Vinted dans le viseur de la justice : une enquête ouverte après des soupçons de trafic de mineurs
Des annonces à prix exorbitants, des descriptions mentionnant âge et taille d’enfants, des milliers de signalements en ligne… Le parquet de Nanterre a ouvert une enquête préliminaire et confié le dossier à l’Office des mineurs. Mais la réalité de ces faits reste, à ce stade, entièrement à établir.
Des annonces qui ont alerté les internautes
Tout commence par quelques publications sur TikTok. Des créateurs de contenus y épinglent des annonces publiées sur Vinted, plateforme de revente entre particuliers : des jouets ou objets de faible valeur apparente y sont proposés à des prix vertigineux, parfois plusieurs dizaines de milliers d’euros. Ce qui interpelle davantage, c’est la présence, dans certaines descriptions, d’indications d’âge et de taille correspondant à des enfants en bas âge ou des adolescents, relate BFMTV.
Pour une partie des internautes, ces éléments ne seraient pas anodins. Ils y voient un possible système de codage dissimulant une activité de trafic de mineurs. Une vidéo citant une figurine Harry Potter affichée à 30 000 euros a notamment recueilli plus de 112 000 mentions « j’aime » en quelques jours, alimentant une polémique qui s’est rapidement propagée au-delà de TikTok.
La justice saisie, l’Ofmin mandaté
Face à l’ampleur des signalements, le parquet de Nanterre a décidé d’agir. Une enquête préliminaire a été ouverte et confiée à l’Office des mineurs (Ofmin), unité spécialisée dans la protection des enfants. L’objectif affiché est de « vérifier » le bien-fondé des alertes transmises aux autorités, sans que le parquet n’ait, à ce stade, confirmé que l’un quelconque de ces signalements soit étayé.
La Haute commissaire à l’Enfance, Sarah El Haïry, s’est elle aussi emparée du sujet.

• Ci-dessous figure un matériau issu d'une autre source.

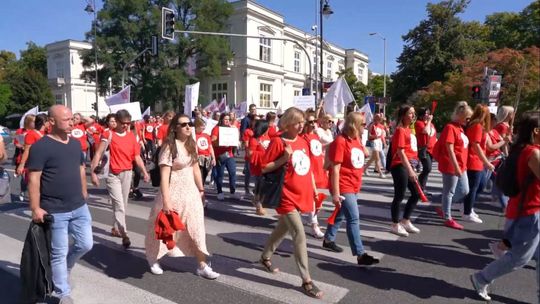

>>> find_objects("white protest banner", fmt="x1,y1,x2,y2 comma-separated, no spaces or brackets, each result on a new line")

Elle a indiqué avoir signalé l’existence de comptes suspectés auprès de Pharos, la plateforme nationale de signalement de contenus illicites en ligne, ainsi qu’auprès de l’Arcom. Elle a qualifié de « glaçant » le contenu d’un article faisant état d’un échange avec un prétendu vendeur d’enfant — un article qui a ensuite été corrigé.
Un “vendeur” qui s’avère être un lycéen de 17 ans
La correction en question révèle une tout autre réalité : le prétendu vendeur n’était pas un trafiquant, mais un lycéen de 17 ans ayant délibérément publié une annonce provocatrice pour « piéger des pédos », selon ses propres termes. Cet élément illustre la complexité de l’affaire, où se mêlent inquiétudes légitimes, désinformation et manipulations en ligne.
Plusieurs vendeurs dont les annonces ont circulé dans des vidéos accusatrices ont contacté l’AFP pour affirmer qu’ils proposaient bien des jouets, rien d’autre.
Vinted dément et rappelle ses règles
Interrogée sur ces accusations, Vinted a répondu avoir mené sa propre enquête interne. La plateforme affirme n’avoir trouvé « aucun élément permettant de relier ces annonces à des activités de trafic d’enfants ». Elle apporte deux précisions importantes : l’âge mentionné dans les annonces de jouets correspond à la tranche d’âge des enfants auxquels le jouet est destiné, et les prix élevés s’expliquent soit par une valeur de collection réelle, soit par des provocations ou des tactiques de négociation.
Vinted assure par ailleurs appliquer une politique de tolérance zéro envers tout contenu inapproprié et coopérer avec les forces de l’ordre dès qu’une annonce suspecte est identifiée.
Une affaire symptomatique des dérives de la viralité
Cette affaire soulève des questions plus larges sur le rôle des réseaux sociaux dans la propagation d’accusations non vérifiées. Entre alertes citoyennes légitimes et emballement numérique incontrôlé, la frontière est parfois mince. L’enquête ouverte par le parquet de Nanterre permettra, en théorie, d’y voir plus clair — et de distinguer ce qui relève de l’alerte fondée de ce qui appartient à la rumeur virale.
En attendant les conclusions de l’Ofmin, aucune mise en cause officielle n’a été prononcée.